Posts Tagged ‘Fiction’


Lost Sons

February 1, 2010

I considered not posting about this.  I actually held off for about 4 days.  But it’s on my mind and I’m excited so here it is.

After 6 months of hard work, 9 months of writing partnership, Aaron and I have finished the First Polish Touch Up Version Draft whatever.  Basically it’s at a place where we’re ready to show the world.

World, consider yourself showed.


p.s. it’s a Western.



January 25, 2010


Barry sits at a table at the Shaw/College branch of the Toronto Public Library. He’s at one of those small tables at the front, the kind that really only have room for one laptop. Maybe two, if you squeezed them together, but then no one would be comfortable.

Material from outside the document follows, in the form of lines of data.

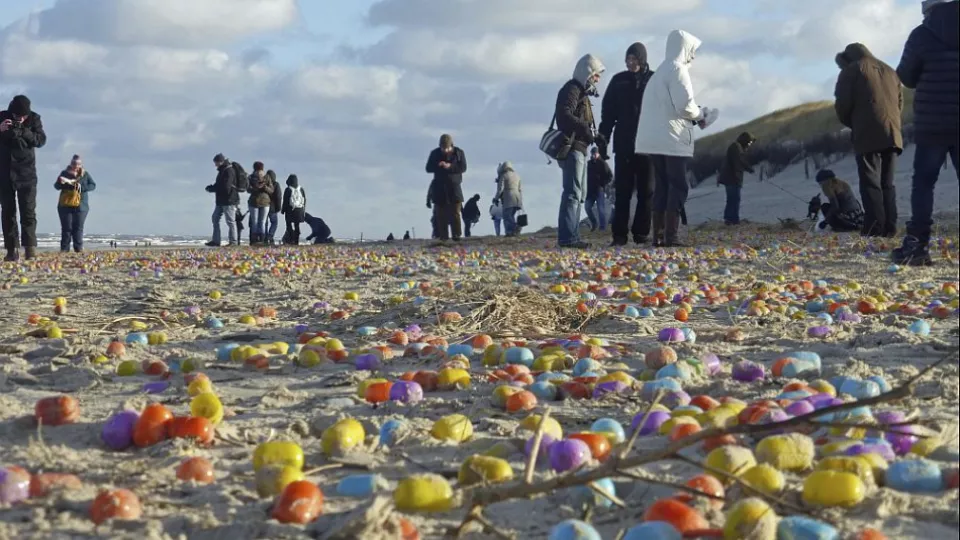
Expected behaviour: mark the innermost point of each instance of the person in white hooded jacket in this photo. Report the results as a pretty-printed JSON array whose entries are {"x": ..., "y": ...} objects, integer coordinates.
[{"x": 665, "y": 133}]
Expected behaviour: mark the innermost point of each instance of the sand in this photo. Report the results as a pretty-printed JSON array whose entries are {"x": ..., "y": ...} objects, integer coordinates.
[{"x": 294, "y": 403}]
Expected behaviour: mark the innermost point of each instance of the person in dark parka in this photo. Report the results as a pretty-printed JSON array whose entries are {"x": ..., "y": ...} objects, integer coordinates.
[
  {"x": 21, "y": 133},
  {"x": 633, "y": 173},
  {"x": 931, "y": 64},
  {"x": 447, "y": 163},
  {"x": 731, "y": 176},
  {"x": 869, "y": 100}
]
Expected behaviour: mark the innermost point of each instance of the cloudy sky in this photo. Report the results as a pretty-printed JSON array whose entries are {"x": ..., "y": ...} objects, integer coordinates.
[{"x": 351, "y": 95}]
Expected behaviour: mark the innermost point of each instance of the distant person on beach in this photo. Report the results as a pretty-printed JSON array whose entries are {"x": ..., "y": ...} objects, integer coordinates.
[
  {"x": 931, "y": 64},
  {"x": 842, "y": 212},
  {"x": 21, "y": 133},
  {"x": 276, "y": 203},
  {"x": 869, "y": 100},
  {"x": 226, "y": 201},
  {"x": 496, "y": 214},
  {"x": 509, "y": 197},
  {"x": 599, "y": 176},
  {"x": 575, "y": 120},
  {"x": 665, "y": 133},
  {"x": 633, "y": 173},
  {"x": 74, "y": 185},
  {"x": 471, "y": 214},
  {"x": 731, "y": 175},
  {"x": 447, "y": 163},
  {"x": 319, "y": 231},
  {"x": 294, "y": 209}
]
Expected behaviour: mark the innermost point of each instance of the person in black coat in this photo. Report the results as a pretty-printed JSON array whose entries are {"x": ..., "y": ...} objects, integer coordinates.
[
  {"x": 227, "y": 199},
  {"x": 619, "y": 116},
  {"x": 447, "y": 163},
  {"x": 471, "y": 214},
  {"x": 21, "y": 133},
  {"x": 931, "y": 65},
  {"x": 731, "y": 176}
]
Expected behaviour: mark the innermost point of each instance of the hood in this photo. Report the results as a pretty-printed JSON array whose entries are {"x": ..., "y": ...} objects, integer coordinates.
[
  {"x": 682, "y": 47},
  {"x": 640, "y": 51},
  {"x": 942, "y": 21},
  {"x": 588, "y": 66},
  {"x": 852, "y": 54}
]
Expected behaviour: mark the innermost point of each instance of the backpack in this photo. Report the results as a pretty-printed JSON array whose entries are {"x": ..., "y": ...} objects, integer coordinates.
[
  {"x": 296, "y": 198},
  {"x": 243, "y": 181}
]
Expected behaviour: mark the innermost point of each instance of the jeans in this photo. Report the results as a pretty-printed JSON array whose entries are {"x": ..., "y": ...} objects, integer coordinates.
[
  {"x": 24, "y": 198},
  {"x": 274, "y": 219},
  {"x": 228, "y": 213},
  {"x": 670, "y": 194},
  {"x": 597, "y": 211},
  {"x": 633, "y": 174},
  {"x": 926, "y": 171},
  {"x": 71, "y": 227},
  {"x": 258, "y": 219},
  {"x": 731, "y": 213},
  {"x": 571, "y": 202},
  {"x": 510, "y": 220},
  {"x": 877, "y": 171}
]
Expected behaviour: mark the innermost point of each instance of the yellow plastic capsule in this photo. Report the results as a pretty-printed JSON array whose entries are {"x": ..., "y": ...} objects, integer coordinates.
[
  {"x": 342, "y": 437},
  {"x": 478, "y": 468},
  {"x": 830, "y": 488},
  {"x": 423, "y": 493},
  {"x": 793, "y": 452},
  {"x": 279, "y": 454},
  {"x": 208, "y": 406},
  {"x": 454, "y": 427}
]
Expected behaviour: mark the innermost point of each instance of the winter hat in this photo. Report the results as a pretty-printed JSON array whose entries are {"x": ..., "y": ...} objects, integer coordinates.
[
  {"x": 640, "y": 51},
  {"x": 19, "y": 106}
]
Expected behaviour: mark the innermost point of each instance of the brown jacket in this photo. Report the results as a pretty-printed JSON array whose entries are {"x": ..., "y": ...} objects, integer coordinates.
[{"x": 869, "y": 100}]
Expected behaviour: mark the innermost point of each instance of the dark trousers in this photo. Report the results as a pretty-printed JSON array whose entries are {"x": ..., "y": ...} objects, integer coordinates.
[
  {"x": 71, "y": 227},
  {"x": 448, "y": 220},
  {"x": 877, "y": 170},
  {"x": 670, "y": 193},
  {"x": 731, "y": 212},
  {"x": 927, "y": 162},
  {"x": 633, "y": 173},
  {"x": 24, "y": 198}
]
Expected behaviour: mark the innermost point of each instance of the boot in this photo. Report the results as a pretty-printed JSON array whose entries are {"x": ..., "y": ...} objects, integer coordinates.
[
  {"x": 671, "y": 230},
  {"x": 659, "y": 221}
]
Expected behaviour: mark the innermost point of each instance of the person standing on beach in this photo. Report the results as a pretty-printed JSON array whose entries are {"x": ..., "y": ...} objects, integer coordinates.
[
  {"x": 931, "y": 65},
  {"x": 574, "y": 114},
  {"x": 226, "y": 202},
  {"x": 21, "y": 133},
  {"x": 447, "y": 163},
  {"x": 731, "y": 176},
  {"x": 294, "y": 209},
  {"x": 619, "y": 117},
  {"x": 599, "y": 176},
  {"x": 869, "y": 101},
  {"x": 276, "y": 203},
  {"x": 74, "y": 185},
  {"x": 665, "y": 133}
]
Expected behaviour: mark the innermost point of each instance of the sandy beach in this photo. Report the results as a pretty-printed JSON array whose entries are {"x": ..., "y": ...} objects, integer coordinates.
[{"x": 752, "y": 295}]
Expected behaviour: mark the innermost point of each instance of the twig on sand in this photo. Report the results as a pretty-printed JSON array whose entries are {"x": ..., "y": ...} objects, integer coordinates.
[{"x": 483, "y": 496}]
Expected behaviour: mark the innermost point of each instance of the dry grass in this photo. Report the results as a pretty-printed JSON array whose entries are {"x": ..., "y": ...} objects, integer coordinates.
[{"x": 800, "y": 123}]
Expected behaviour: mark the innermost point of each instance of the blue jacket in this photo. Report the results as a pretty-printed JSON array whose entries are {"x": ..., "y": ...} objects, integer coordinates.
[
  {"x": 86, "y": 184},
  {"x": 931, "y": 65}
]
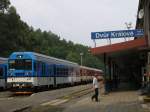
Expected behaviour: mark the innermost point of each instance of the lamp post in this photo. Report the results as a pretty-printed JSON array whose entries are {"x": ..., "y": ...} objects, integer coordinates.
[{"x": 81, "y": 54}]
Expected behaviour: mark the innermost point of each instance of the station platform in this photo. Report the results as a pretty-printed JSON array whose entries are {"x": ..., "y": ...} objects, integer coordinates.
[{"x": 123, "y": 101}]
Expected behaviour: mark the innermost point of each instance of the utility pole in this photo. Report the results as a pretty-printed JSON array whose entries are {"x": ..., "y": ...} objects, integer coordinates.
[{"x": 81, "y": 54}]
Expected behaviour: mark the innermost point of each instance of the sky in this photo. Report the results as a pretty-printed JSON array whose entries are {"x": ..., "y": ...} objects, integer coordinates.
[{"x": 75, "y": 19}]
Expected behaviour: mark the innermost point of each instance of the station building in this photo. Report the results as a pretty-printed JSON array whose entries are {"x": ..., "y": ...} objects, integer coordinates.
[{"x": 127, "y": 64}]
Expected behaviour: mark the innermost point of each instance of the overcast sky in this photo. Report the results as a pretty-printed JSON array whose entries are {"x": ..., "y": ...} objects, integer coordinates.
[{"x": 75, "y": 19}]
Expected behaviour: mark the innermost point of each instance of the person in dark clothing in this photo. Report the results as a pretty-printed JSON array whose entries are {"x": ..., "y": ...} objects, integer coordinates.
[{"x": 95, "y": 87}]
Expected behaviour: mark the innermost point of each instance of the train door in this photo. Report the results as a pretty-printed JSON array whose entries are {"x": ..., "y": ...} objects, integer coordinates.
[{"x": 2, "y": 76}]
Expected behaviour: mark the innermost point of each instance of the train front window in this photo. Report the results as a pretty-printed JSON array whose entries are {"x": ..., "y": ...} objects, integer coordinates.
[{"x": 11, "y": 64}]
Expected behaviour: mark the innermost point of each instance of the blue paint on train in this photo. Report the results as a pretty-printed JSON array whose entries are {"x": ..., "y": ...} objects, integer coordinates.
[
  {"x": 3, "y": 71},
  {"x": 27, "y": 64}
]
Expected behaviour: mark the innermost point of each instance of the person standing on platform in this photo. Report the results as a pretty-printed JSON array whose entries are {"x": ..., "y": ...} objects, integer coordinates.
[{"x": 95, "y": 87}]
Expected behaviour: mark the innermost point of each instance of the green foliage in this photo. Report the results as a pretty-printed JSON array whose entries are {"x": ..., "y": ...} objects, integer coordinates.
[
  {"x": 4, "y": 4},
  {"x": 16, "y": 35}
]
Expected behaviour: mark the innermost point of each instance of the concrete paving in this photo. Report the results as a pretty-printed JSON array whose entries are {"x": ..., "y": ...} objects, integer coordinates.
[{"x": 114, "y": 102}]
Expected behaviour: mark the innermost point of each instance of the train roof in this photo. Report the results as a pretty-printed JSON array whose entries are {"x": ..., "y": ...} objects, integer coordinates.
[
  {"x": 45, "y": 58},
  {"x": 89, "y": 68},
  {"x": 3, "y": 60}
]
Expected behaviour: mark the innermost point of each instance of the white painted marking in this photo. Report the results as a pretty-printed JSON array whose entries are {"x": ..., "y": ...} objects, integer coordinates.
[
  {"x": 55, "y": 102},
  {"x": 49, "y": 103}
]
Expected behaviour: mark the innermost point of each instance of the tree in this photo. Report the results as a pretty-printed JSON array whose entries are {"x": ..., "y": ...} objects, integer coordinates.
[{"x": 4, "y": 5}]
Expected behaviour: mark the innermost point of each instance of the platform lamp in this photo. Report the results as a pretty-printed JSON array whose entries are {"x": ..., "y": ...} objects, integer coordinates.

Across from him sits his friends Dominic.  The two have known each other since the prim young age of, yup, two. Dominic casually sits sideways on his chair, his back to the large windows that look out onto the street, his legs stretched out in front of him. He’s reading a book, something you probably wouldn’t be interested in, and he seems pretty focused on it, a focus that’s amplified when he abruptly looks up and turns to Barry.

“You know what’s funny?” asks Dominic.

“No,” answers Barry, not bothering to look up from his laptop.

“That saying, ‘butterflies in your stomach.’ You’ve heard it before, right?” Dom’s face twisted into one of those ironic smiles that usually means Barry is about to be annoyed.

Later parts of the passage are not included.